The Flex Series GPU is also showing leadership in media stream density and visual quality and is now shipping initial deployments to cloud service providers and multinational companies, enabling large-scale cloud gaming and media delivery deployments.

These early results give us tremendous confidence that our investments are already paying dividends for our customers and the developer ecosystem – and that our GPU products have the capabilities and scalability needed to help solve the world’s most challenging problems today and tomorrow.

Roadmap

With a goal of maximizing return on investment for customers, we will move to a two-year cadence for data center GPUs. This matches customer expectations on new product introductions and allows time to develop their ecosystems.

Building on the momentum of the Max Series GPU, our next product in the Max Series family will be the GPU architecture code-named Falcon Shores. Targeted for introduction in 2025, Falcon Shores’ flexible chiplet-based architecture will address the exponential growth of computing needs for HPC and AI. We are working on variants for this architecture supporting AI, HPC and the convergence of these markets. This foundational architecture will have the flexibility to integrate new IP (including CPU cores and other chiplets) from Intel and customers over time, manufactured using our IDM 2.0 model. Rialto Bridge, which was intended to provide incremental improvements over our current architecture, will be discontinued.

The Flex Series product family will also move to a two-year cadence. We will discontinue the development of Lancaster Sound, which was intended to be an incremental improvement over our current generation.
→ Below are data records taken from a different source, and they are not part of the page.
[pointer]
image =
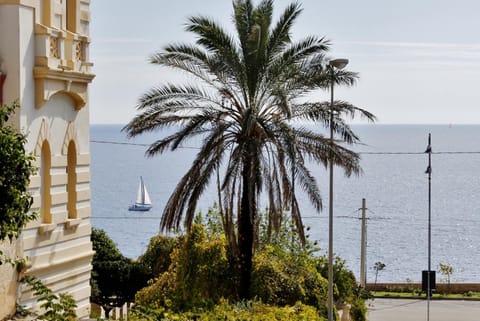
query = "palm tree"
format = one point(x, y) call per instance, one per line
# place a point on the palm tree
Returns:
point(242, 106)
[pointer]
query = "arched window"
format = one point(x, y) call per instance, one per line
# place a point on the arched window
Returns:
point(72, 180)
point(46, 181)
point(72, 18)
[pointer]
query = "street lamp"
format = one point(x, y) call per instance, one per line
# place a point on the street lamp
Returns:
point(333, 64)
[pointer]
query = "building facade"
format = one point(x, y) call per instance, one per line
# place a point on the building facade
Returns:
point(44, 46)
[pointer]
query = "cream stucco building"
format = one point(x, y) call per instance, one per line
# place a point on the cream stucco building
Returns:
point(44, 46)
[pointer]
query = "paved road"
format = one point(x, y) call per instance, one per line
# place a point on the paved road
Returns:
point(416, 310)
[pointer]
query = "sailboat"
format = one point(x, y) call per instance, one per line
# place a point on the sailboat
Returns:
point(143, 202)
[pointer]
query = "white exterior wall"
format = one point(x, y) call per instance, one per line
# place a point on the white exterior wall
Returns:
point(54, 107)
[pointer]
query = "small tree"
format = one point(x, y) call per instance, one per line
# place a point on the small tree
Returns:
point(378, 266)
point(447, 270)
point(115, 278)
point(15, 170)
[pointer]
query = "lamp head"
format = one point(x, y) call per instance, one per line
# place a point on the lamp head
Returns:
point(339, 63)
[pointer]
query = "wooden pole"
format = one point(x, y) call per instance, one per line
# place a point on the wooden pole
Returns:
point(363, 251)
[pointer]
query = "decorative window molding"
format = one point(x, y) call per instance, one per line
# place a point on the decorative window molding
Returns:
point(70, 135)
point(43, 135)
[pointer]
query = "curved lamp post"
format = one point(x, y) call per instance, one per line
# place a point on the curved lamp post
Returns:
point(334, 64)
point(2, 79)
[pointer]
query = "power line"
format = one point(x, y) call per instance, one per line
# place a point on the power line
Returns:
point(361, 153)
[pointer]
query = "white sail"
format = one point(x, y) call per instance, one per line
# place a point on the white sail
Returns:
point(142, 194)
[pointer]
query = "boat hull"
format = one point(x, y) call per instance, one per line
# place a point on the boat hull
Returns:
point(139, 208)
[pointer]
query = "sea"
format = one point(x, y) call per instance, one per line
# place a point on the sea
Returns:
point(394, 185)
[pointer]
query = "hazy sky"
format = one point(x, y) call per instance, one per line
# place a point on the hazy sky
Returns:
point(419, 60)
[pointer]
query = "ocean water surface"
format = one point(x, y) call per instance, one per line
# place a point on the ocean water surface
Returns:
point(393, 183)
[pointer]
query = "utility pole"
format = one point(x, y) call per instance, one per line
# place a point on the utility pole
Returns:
point(363, 251)
point(429, 271)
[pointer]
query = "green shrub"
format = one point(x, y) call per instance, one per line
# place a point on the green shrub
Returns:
point(199, 275)
point(157, 256)
point(283, 278)
point(243, 311)
point(358, 311)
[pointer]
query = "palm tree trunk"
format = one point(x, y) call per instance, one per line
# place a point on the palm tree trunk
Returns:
point(246, 220)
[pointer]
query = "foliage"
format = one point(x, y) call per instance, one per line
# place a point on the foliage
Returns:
point(378, 266)
point(242, 106)
point(56, 307)
point(244, 311)
point(282, 278)
point(199, 275)
point(345, 284)
point(446, 270)
point(16, 167)
point(115, 278)
point(358, 311)
point(202, 274)
point(157, 256)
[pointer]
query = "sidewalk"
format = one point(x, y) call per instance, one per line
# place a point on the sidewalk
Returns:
point(416, 310)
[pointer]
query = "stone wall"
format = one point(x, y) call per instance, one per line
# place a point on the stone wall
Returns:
point(8, 280)
point(455, 288)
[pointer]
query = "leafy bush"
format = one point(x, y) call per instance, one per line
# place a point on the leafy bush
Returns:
point(16, 168)
point(199, 275)
point(157, 256)
point(115, 278)
point(244, 311)
point(345, 282)
point(202, 275)
point(283, 278)
point(55, 307)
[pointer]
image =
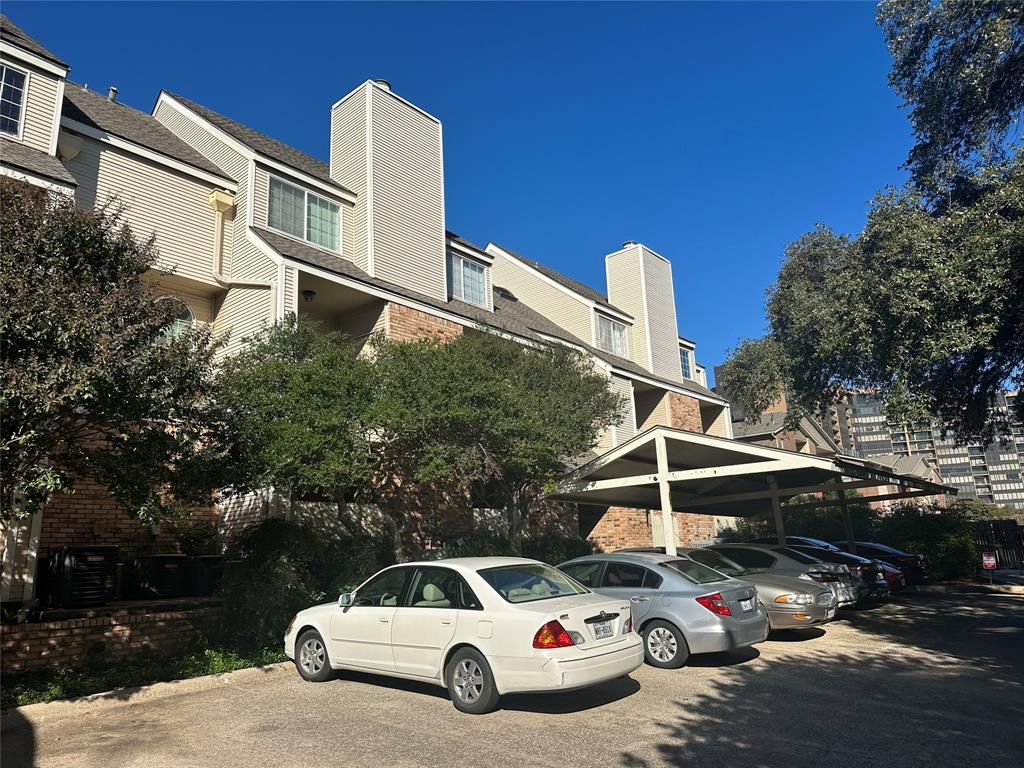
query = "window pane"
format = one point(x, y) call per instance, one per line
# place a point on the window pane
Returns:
point(11, 95)
point(287, 208)
point(322, 222)
point(623, 574)
point(384, 589)
point(472, 283)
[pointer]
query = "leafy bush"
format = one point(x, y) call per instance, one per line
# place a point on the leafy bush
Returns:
point(284, 567)
point(944, 537)
point(22, 688)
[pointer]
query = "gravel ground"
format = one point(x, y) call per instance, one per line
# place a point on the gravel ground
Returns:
point(927, 680)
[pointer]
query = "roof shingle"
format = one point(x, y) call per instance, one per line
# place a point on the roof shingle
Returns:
point(120, 120)
point(263, 144)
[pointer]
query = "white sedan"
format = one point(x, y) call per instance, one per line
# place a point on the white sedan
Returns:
point(479, 627)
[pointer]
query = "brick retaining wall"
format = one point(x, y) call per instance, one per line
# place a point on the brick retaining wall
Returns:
point(72, 642)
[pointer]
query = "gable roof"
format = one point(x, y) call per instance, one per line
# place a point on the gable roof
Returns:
point(34, 161)
point(566, 282)
point(263, 144)
point(11, 33)
point(97, 112)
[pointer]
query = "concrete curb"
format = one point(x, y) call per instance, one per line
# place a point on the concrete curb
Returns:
point(953, 587)
point(78, 707)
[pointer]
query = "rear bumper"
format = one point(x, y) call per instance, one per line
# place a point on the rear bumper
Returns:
point(550, 673)
point(728, 636)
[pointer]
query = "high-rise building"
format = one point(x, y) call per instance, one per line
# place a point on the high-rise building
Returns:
point(993, 473)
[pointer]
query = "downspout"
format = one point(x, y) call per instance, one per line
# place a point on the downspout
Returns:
point(223, 203)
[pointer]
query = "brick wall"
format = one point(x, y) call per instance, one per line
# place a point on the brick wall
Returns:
point(684, 413)
point(73, 642)
point(406, 324)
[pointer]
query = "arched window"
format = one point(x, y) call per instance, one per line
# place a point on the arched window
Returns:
point(182, 323)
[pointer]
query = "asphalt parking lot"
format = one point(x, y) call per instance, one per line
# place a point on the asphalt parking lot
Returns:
point(928, 680)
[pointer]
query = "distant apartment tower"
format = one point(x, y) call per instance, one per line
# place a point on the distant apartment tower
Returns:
point(993, 473)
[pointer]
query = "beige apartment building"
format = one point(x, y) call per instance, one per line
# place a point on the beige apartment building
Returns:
point(250, 230)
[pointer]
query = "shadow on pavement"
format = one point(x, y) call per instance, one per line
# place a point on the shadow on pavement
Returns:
point(726, 658)
point(946, 689)
point(17, 740)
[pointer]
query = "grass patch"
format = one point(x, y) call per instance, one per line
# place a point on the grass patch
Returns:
point(48, 685)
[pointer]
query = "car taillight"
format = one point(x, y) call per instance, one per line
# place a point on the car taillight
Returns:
point(552, 635)
point(715, 604)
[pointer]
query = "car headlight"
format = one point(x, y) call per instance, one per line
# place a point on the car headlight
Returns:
point(801, 599)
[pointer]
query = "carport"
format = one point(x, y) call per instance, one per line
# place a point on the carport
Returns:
point(673, 470)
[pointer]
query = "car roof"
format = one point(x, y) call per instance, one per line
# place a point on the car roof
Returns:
point(639, 558)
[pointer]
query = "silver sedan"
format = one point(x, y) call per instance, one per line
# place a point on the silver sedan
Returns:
point(679, 606)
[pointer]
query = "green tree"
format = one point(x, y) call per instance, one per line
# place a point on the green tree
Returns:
point(298, 398)
point(958, 65)
point(93, 384)
point(487, 413)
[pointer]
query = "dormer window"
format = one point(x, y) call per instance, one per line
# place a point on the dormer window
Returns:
point(467, 281)
point(11, 99)
point(304, 215)
point(611, 336)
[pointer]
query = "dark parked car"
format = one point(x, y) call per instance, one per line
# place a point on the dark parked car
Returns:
point(911, 565)
point(871, 585)
point(803, 541)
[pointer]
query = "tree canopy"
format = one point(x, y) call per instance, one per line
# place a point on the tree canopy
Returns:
point(925, 307)
point(93, 384)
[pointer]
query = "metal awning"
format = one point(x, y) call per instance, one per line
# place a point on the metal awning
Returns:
point(672, 469)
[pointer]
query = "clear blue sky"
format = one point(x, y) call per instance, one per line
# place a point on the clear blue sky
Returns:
point(713, 132)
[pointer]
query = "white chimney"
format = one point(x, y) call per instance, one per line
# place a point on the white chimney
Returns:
point(388, 152)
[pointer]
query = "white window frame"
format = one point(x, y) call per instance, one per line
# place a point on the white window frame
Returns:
point(305, 213)
point(625, 336)
point(455, 274)
point(25, 101)
point(692, 364)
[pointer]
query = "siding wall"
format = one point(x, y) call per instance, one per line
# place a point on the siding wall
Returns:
point(157, 201)
point(662, 316)
point(640, 283)
point(534, 291)
point(240, 312)
point(626, 291)
point(40, 102)
point(408, 197)
point(348, 168)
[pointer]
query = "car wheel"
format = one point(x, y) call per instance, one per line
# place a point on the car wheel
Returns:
point(310, 657)
point(471, 683)
point(665, 646)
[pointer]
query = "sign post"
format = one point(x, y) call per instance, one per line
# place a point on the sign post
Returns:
point(988, 563)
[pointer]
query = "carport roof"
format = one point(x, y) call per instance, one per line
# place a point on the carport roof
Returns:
point(717, 475)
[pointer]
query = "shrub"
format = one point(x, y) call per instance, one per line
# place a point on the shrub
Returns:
point(944, 537)
point(284, 567)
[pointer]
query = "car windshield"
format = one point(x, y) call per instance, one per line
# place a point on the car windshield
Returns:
point(529, 582)
point(693, 571)
point(798, 556)
point(718, 561)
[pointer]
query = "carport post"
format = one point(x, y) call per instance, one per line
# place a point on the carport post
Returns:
point(847, 520)
point(663, 484)
point(776, 509)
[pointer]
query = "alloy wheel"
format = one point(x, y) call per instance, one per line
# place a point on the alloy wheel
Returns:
point(468, 680)
point(662, 644)
point(312, 655)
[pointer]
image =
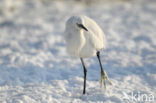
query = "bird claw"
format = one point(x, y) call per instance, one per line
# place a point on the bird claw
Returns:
point(104, 77)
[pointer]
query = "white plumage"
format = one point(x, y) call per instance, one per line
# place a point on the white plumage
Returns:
point(82, 43)
point(84, 38)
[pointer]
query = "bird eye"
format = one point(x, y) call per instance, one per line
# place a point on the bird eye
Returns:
point(81, 26)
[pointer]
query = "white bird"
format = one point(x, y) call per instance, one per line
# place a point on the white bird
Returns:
point(84, 38)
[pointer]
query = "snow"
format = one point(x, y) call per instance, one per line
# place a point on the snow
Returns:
point(34, 65)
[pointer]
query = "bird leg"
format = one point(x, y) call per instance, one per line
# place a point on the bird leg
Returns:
point(85, 74)
point(104, 75)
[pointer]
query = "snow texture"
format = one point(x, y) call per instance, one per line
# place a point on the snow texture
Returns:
point(34, 65)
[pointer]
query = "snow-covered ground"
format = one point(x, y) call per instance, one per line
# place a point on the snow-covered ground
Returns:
point(34, 65)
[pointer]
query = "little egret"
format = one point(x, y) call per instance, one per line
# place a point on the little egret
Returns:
point(84, 38)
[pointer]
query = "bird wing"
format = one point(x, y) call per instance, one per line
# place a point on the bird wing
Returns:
point(96, 36)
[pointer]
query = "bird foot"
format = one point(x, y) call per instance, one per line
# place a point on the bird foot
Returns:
point(104, 77)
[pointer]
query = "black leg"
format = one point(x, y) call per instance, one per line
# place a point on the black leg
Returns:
point(85, 74)
point(98, 56)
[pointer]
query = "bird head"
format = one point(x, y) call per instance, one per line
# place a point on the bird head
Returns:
point(77, 23)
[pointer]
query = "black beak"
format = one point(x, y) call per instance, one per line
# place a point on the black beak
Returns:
point(83, 27)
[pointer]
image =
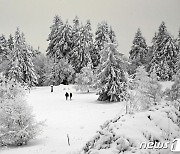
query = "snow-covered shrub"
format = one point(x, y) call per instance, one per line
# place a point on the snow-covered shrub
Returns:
point(174, 92)
point(17, 123)
point(125, 133)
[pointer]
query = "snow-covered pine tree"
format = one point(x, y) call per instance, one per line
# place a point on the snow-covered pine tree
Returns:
point(85, 79)
point(10, 42)
point(82, 44)
point(141, 96)
point(178, 40)
point(174, 92)
point(21, 68)
point(178, 56)
point(138, 50)
point(55, 39)
point(3, 48)
point(146, 90)
point(64, 72)
point(165, 53)
point(111, 80)
point(17, 122)
point(112, 35)
point(101, 37)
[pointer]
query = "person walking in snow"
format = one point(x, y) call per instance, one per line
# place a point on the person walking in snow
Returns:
point(67, 95)
point(70, 96)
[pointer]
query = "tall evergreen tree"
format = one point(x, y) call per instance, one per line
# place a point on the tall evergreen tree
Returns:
point(165, 53)
point(55, 39)
point(111, 81)
point(101, 37)
point(21, 68)
point(3, 48)
point(82, 43)
point(138, 50)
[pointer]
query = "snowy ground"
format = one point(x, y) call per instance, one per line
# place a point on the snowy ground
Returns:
point(79, 118)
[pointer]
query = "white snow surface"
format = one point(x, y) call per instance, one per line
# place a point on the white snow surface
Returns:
point(80, 118)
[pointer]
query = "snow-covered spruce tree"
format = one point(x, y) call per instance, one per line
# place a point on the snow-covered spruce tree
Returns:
point(138, 51)
point(165, 53)
point(82, 44)
point(21, 68)
point(174, 92)
point(111, 81)
point(63, 75)
point(146, 90)
point(3, 48)
point(59, 39)
point(85, 79)
point(55, 38)
point(178, 56)
point(40, 65)
point(101, 37)
point(17, 123)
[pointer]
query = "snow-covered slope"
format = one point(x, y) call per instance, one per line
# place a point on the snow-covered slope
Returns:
point(125, 133)
point(79, 118)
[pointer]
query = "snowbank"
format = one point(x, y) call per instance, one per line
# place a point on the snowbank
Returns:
point(125, 133)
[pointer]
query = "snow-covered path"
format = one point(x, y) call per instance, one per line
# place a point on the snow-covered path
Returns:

This allows us to accelerate development on Melville Sound, which will be a significant architectural leap from the current generation in terms of performance, features and the workloads it will enable.

In addition to streamlining our roadmap, we are increasing our focus on the software ecosystem. We will be providing continuous updates for our Max Series and Flex Series products, with performance improvements, new features, expanded operating systems support and new use cases to broaden the benefits of these products.

Accelerating Our Customers’ Work

Our accelerated computing products are in the market and ramping. The oneAPI open software ecosystem is maturing by the day. We have simplified our roadmap with the goal of doing fewer things better and are rapidly rolling out products to our customers. Stay tuned for frequent updates on deployments, workloads and performance. I look forward to sharing more at upcoming events and hope to see you at the International Supercomputing Conference (ISC) in May.

Jeff McVeigh is corporate vice president and interim general manager of the Accelerated Computing Systems and Graphics Group at Intel Corporation.